Last week’s Queen’s speech announced a victims bill, expected to specify service provision for domestic abuse victims, and an online safety bill, which will address (among other issues) misogynist abuse on social media platforms and online pornography. But the lack of crime and justice announcements prompted Labour to issue its own proposals for new laws – a kind of shadow green paper – including the creation of a new street harassment offence, as has been introduced in France, longer sentences for rapists, and a set of indicators by which progress can be measured.
As an assertion of Labour’s commitment to tackle these interconnected issues, the document is very welcome. The proposal to criminalise street harassment is a sound one, as are plans to roll out improved training in the criminal justice system, and develop violence against women as a specialism for prosecutors and in the court system.

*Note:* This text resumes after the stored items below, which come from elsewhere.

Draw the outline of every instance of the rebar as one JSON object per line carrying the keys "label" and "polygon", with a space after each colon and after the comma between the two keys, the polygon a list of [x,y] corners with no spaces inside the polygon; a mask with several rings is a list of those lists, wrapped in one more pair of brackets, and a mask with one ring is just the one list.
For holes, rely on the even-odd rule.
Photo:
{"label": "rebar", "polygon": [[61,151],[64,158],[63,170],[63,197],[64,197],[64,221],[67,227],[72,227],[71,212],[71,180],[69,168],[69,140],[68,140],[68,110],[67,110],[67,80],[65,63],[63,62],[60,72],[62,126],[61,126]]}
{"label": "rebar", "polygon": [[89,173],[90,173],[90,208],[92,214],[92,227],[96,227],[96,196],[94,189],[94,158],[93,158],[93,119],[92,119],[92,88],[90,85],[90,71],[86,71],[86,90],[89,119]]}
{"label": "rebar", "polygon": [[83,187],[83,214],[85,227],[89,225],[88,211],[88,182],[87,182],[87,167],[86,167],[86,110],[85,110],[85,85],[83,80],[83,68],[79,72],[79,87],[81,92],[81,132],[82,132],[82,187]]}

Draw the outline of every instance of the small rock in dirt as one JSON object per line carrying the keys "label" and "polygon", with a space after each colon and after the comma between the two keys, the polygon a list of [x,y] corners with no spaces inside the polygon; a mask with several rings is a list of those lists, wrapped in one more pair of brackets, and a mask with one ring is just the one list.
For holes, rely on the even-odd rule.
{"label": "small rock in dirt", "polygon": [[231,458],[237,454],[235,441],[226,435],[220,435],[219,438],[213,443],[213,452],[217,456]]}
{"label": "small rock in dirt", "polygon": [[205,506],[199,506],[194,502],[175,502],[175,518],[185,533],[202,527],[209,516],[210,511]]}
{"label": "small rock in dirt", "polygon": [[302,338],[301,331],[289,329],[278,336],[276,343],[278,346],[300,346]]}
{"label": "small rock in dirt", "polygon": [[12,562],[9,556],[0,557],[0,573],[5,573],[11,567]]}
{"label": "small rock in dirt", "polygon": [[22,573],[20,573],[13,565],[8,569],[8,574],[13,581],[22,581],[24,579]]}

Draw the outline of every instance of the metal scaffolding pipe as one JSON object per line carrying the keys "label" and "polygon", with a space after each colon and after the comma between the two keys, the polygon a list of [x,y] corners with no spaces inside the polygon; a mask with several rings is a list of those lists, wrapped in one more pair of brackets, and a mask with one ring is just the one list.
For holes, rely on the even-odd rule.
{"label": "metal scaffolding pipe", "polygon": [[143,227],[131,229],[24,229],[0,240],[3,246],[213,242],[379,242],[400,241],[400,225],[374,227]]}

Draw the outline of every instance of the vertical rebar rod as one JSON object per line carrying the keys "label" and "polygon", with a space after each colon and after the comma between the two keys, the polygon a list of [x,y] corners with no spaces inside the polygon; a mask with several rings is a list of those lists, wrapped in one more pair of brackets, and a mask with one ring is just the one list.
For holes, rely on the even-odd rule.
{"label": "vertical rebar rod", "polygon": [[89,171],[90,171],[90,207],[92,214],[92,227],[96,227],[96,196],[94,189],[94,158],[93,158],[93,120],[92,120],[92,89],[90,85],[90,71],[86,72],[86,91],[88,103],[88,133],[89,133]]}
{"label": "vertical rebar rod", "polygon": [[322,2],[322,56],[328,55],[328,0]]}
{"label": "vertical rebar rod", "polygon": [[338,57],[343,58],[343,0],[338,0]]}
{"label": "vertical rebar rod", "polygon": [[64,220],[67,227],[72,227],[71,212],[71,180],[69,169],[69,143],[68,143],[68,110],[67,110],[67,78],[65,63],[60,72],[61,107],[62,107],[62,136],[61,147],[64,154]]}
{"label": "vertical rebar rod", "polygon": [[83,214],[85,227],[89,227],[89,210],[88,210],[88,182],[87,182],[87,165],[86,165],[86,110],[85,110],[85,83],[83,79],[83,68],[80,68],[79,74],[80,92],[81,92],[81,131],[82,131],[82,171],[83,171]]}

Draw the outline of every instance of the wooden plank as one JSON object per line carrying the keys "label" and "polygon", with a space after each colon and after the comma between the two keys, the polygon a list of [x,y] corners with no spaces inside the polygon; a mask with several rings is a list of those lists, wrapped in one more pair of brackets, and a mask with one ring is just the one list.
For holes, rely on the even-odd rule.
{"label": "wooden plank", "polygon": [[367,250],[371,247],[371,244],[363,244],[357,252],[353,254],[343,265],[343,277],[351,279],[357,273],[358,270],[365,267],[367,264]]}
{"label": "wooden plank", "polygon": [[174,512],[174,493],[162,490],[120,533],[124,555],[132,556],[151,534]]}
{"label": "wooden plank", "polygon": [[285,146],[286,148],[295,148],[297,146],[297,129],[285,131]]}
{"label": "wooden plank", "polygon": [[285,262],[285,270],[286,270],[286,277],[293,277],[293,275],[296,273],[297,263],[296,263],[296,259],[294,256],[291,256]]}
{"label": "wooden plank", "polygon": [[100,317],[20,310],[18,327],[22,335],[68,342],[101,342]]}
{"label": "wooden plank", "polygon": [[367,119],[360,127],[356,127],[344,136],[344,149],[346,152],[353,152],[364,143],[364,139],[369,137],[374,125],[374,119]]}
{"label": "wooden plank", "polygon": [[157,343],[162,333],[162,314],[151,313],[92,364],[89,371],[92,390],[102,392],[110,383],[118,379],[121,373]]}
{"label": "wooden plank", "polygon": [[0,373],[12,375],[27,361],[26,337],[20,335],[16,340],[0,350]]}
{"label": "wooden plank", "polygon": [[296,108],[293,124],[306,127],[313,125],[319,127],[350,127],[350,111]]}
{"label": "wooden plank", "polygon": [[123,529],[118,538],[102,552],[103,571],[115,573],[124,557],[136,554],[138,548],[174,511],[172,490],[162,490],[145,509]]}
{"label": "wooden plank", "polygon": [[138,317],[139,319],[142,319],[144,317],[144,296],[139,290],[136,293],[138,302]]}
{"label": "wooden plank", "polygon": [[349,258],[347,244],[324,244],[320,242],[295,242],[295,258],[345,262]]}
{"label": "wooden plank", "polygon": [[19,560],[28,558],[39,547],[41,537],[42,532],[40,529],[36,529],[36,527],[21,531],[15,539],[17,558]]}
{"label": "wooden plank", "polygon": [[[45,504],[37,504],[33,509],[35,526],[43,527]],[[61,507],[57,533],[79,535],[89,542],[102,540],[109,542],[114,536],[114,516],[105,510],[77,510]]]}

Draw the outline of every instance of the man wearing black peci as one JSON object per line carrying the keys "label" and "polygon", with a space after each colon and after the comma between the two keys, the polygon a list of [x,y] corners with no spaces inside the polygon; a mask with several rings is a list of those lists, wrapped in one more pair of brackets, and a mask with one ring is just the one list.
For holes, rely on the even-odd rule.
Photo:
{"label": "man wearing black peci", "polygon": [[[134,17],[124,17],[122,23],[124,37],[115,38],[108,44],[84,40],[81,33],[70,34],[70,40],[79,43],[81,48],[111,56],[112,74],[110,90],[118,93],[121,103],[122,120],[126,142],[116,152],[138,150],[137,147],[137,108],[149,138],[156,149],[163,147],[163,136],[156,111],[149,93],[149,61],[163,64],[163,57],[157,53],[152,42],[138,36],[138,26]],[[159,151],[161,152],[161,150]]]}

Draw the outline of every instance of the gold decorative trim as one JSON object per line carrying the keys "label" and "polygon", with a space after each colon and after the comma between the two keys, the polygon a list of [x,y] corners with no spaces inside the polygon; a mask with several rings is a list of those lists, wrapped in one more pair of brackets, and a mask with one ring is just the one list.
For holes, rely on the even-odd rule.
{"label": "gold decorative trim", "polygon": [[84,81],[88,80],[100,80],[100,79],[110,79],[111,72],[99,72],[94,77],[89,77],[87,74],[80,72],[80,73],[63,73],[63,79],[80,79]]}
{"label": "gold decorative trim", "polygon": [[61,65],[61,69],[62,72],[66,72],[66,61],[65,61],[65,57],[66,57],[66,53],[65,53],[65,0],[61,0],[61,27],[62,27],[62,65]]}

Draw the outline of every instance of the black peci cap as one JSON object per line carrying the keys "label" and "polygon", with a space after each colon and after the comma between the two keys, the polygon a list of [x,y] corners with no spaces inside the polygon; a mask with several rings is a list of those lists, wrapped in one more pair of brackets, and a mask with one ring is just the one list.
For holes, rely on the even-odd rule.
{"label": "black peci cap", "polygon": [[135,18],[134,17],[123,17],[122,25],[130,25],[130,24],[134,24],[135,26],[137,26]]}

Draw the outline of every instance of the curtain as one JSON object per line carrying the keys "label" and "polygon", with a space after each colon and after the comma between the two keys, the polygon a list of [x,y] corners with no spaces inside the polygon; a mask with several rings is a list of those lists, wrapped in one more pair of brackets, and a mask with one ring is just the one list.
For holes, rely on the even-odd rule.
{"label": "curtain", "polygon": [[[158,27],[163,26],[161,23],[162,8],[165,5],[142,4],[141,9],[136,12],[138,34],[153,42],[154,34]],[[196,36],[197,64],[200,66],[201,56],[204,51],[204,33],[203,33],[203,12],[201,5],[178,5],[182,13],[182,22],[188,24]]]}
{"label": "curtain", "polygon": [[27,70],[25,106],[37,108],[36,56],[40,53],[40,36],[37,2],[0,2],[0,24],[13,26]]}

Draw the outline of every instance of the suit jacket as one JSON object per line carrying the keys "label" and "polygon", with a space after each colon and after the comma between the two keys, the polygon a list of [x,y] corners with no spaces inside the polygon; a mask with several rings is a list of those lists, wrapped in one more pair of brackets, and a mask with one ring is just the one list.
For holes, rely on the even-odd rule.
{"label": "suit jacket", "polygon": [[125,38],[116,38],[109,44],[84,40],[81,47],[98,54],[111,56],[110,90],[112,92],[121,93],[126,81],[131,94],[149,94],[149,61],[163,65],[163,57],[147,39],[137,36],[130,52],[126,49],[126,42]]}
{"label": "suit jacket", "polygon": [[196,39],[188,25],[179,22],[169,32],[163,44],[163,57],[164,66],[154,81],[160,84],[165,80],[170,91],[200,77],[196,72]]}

The emphasis on sentencing is less useful, although a seven-year minimum sentence for rape is worth discussing. For as long as the vast majority of reports of sexual offences are progressing no further than the police, meaning that only a tiny proportion of rapists ever face justice, this must be the focus for reformers in this area. For the feminist criminal justice sector, the failure of a judicial review aimed at altering the way that the Crown Prosecution Service handles rape cases was a bitter disappointment. The current situation, with women justifiably alarmed both by levels of crime and the way such crimes are dealt with, is intolerable. On this central point, the government’s critics are right. Ministers should pay attention.